Erico Verissimo é tido como um dos maiores representantes da segunda fase do modernismo no sul do país. Os autores dessa fase, principalmente de origem nordestina, imprimem ao texto várias características regionais. Erico inovou ao privilegiar não o interior, e sim a vida urbana na cidade grande.
Em Olhai os Lírios do Campo, Porto Alegre é o cenário da narrativa, porém, é a representação da cidade que lhe confere universalidade. Na adaptação, uma possível Buenos Aires fica evidente. Por meio do longa argentino, do olhar do outro, podemos, como se fôssemos estrangeiros, nos ler dentro da obra adaptada. O personagem Eugênio, interpretado por Francisco de Paula, e Olívia, vivida por Silvana Roth, enquadravam-se num padrão de produção vigente.
O filme em preto e branco de Arancibia, assim como o romance, não poupa críticas ao acúmulo de riquezas e à consequente hipocrisia das relações sociais.
Como exemplificação de obras semelhantes, convém lembrar o romance urbano e patriarcal Senhora (1874), de José de Alencar. A obra, assim como Olhai os Lírios do Campo, aborda a compra de um marido (Fernando Seixas), o que permite inferir um sentido social simbólico, pois é ao mesmo tempo representação e desmascaramento de costumes vigentes, como o casamento por dinheiro.

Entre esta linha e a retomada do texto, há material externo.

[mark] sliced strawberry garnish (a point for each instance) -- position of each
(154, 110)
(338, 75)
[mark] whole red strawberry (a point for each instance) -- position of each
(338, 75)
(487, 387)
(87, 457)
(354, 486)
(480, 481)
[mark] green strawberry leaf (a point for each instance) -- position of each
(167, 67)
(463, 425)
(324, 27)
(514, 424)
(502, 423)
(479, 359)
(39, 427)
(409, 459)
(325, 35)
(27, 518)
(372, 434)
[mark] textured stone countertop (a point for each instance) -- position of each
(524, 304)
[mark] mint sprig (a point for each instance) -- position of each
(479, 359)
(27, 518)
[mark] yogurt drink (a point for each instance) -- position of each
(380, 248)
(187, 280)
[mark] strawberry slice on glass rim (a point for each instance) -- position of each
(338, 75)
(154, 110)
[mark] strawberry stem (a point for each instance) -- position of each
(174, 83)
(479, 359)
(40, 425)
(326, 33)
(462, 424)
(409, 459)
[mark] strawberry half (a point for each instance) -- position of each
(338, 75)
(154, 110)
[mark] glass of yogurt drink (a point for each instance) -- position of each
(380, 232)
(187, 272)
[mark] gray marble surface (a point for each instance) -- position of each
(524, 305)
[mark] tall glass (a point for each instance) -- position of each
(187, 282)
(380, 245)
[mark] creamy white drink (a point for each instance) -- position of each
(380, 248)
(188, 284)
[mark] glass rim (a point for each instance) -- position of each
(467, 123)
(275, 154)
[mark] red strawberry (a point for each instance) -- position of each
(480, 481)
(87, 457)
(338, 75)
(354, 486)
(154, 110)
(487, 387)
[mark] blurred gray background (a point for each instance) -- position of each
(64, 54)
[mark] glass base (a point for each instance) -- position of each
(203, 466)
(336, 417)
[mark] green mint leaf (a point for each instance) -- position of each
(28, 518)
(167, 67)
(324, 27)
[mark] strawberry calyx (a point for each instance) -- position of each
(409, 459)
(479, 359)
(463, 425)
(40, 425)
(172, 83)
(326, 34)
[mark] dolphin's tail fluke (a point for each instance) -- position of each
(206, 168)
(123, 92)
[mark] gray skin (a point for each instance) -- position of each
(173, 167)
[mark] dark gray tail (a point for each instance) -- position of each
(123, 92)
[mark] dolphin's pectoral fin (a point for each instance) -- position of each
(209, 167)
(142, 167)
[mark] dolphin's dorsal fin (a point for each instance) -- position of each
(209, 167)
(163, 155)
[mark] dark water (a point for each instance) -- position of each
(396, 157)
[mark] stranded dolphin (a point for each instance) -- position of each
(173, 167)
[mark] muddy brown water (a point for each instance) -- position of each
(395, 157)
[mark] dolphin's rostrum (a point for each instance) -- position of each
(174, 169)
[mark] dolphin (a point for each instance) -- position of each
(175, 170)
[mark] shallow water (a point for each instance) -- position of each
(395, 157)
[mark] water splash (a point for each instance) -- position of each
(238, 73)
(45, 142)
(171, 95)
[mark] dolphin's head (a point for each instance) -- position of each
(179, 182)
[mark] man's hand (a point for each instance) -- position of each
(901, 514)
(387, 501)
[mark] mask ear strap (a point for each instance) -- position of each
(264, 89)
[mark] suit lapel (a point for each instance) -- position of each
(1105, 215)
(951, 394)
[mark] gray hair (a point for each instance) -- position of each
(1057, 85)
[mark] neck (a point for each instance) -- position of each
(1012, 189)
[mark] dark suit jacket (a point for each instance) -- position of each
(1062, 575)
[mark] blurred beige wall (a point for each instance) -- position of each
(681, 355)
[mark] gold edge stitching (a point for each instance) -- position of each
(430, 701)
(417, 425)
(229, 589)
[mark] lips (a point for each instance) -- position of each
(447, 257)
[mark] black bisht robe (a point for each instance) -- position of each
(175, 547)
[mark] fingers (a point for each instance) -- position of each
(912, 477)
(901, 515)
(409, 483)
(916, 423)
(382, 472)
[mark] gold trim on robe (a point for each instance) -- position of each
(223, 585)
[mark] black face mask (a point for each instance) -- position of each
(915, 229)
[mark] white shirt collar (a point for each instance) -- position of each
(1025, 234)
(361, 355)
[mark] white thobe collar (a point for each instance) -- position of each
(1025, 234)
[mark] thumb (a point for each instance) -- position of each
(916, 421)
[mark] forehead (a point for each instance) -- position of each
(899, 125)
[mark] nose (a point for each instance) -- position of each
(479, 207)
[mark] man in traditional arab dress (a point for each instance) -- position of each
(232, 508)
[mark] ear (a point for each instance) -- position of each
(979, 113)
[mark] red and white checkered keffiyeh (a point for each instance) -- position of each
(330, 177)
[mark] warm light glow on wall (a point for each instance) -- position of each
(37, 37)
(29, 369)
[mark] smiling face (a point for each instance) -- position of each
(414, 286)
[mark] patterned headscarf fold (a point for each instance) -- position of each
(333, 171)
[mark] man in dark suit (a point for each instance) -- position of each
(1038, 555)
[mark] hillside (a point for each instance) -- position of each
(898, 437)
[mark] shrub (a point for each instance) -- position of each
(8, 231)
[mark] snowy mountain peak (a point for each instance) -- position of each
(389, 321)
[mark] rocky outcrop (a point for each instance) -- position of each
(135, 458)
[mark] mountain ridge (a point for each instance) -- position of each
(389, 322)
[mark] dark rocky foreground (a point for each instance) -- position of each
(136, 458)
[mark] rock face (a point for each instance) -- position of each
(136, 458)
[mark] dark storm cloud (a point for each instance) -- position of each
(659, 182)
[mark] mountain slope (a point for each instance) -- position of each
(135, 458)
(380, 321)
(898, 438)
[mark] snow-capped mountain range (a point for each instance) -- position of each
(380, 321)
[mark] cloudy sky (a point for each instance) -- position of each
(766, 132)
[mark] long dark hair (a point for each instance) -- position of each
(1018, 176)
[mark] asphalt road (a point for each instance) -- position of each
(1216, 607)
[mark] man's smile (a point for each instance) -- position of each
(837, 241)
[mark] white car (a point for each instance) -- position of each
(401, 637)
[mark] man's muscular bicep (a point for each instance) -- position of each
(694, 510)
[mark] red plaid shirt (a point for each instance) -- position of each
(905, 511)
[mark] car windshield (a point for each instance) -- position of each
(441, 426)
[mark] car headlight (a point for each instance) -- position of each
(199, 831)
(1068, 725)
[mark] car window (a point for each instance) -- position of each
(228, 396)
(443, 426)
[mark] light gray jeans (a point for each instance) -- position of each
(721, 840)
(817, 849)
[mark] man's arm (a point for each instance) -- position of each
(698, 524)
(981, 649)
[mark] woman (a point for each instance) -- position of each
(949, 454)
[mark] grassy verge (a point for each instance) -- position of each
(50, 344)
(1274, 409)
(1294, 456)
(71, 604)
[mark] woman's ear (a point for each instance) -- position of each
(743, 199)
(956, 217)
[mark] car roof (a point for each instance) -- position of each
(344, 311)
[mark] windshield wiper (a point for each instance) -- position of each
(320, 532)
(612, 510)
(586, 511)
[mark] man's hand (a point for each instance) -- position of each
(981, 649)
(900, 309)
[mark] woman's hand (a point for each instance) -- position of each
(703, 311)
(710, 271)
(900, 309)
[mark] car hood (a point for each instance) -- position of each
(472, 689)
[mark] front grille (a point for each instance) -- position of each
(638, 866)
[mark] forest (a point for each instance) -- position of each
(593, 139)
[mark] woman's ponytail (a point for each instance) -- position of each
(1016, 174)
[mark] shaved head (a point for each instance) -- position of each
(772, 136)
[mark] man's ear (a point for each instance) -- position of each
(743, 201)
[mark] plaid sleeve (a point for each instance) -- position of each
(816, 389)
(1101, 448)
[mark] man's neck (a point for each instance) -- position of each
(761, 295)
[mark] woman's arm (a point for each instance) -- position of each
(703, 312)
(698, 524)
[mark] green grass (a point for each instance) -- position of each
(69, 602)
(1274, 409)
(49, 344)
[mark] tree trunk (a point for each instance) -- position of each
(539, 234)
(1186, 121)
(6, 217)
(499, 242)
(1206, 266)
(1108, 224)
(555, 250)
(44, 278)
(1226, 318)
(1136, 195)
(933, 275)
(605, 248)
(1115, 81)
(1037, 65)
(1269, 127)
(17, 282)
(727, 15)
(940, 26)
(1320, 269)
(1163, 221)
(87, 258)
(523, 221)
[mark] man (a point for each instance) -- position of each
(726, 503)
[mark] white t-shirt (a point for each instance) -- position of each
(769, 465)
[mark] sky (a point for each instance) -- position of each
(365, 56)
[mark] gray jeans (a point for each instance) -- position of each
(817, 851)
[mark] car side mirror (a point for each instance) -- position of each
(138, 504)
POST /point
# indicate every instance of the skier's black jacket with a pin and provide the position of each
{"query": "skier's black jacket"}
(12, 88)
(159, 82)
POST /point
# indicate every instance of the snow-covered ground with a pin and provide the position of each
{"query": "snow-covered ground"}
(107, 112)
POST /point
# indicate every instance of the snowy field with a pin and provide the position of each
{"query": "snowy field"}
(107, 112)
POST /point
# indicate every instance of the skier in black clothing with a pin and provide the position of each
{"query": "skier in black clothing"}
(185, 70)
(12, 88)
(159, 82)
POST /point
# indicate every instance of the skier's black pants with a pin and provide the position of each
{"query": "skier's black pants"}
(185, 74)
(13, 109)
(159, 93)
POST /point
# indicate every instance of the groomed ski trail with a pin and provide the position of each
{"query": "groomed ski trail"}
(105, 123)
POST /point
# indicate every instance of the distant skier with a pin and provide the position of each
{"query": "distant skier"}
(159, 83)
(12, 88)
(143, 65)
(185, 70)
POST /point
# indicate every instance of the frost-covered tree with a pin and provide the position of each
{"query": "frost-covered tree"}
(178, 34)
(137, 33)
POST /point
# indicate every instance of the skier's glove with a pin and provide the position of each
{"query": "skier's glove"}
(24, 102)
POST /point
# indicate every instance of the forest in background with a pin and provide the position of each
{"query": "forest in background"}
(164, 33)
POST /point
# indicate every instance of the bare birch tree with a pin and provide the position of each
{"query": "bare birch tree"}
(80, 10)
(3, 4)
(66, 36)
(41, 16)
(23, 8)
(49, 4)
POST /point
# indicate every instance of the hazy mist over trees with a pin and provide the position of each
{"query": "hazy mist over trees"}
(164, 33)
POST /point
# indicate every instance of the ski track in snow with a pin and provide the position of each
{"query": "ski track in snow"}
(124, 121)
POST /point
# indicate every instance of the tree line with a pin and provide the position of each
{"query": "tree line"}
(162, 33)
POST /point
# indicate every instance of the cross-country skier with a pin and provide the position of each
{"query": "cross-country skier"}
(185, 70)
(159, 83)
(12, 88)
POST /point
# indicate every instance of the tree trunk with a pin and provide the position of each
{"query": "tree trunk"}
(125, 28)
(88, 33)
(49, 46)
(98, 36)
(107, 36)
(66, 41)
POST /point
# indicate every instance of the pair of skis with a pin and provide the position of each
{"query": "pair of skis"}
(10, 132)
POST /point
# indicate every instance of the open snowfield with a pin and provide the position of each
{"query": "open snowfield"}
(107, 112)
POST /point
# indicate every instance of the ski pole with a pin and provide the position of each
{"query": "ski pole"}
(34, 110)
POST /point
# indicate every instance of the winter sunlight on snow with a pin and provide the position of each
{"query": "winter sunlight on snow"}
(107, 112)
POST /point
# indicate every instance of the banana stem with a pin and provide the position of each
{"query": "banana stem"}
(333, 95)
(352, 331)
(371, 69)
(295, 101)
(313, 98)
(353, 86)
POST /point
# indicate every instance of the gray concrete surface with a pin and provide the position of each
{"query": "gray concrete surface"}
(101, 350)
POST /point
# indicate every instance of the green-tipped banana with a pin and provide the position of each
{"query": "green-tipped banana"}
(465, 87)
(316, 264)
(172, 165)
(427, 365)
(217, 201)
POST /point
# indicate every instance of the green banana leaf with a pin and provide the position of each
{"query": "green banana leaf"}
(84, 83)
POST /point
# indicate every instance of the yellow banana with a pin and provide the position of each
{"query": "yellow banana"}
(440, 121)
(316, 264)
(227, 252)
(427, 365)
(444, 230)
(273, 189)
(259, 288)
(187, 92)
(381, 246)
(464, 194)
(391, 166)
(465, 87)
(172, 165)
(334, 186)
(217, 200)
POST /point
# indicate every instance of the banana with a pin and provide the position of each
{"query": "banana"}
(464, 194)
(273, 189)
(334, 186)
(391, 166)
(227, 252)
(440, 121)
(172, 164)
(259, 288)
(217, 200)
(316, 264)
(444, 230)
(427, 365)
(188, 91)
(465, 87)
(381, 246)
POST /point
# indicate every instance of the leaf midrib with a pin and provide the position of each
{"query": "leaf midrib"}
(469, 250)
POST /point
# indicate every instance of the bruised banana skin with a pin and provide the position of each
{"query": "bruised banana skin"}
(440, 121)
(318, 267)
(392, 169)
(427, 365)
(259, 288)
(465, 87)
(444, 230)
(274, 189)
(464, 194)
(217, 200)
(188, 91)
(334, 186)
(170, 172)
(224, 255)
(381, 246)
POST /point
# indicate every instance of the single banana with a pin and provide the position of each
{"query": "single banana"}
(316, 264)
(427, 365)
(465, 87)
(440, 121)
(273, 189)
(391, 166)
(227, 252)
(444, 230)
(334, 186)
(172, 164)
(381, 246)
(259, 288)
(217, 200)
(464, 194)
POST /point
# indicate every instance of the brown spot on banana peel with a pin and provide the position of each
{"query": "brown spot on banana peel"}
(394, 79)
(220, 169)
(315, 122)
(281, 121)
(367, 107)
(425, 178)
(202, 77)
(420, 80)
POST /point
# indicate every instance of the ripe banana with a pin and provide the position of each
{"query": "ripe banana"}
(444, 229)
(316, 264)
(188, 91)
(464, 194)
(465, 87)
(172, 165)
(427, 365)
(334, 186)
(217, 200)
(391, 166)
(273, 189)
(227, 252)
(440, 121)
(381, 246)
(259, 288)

Olhai os Lírios do Campo é o primeiro best-seller de autor brasileiro moderno, o que determinou o interesse internacional pelo Rio Grande do Sul. À década de 1930, quando o livro foi lançado, havia grandes transformações sociais, a ditadura de Getúlio Vargas, mudanças políticas, além do crescimento urbano. No filme, fica evidente a caracterização dessa fase, quando o enquadramento em uma cena mostra o sutil movimento de carros na Avenida 9 de Julho. Os costumes de até então, considerados conservadores, iam sendo substituídos por um frenesi de consumo e ascensão social, que o livro bem tematiza.
Nesse mundo em mudança, a voz de Olívia representaria uma posição do próprio autor, simbolizada na metáfora do título. Afinal, "Olhai os lírios no campo" é parte do Sermão da Montanha, relatado nos evangelhos de Mateus e Lucas da Bíblia Sagrada. Eugênio Fontes só compreende a mensagem de confiança no amor e na vida dedicada ao próximo, que lhe é transmitida por Olívia, no fim da narrativa.
Mirad los Lírios del Campo pode ser considerada hoje uma raridade, porque as imagens que narram a trama do livro revelam a história, a literatura, o comportamento social, político e econômico de um importante momento do Brasil e da América Latina. Seu resgate certamente não pode ficar somente na lembrança de sete décadas de seu aniversário.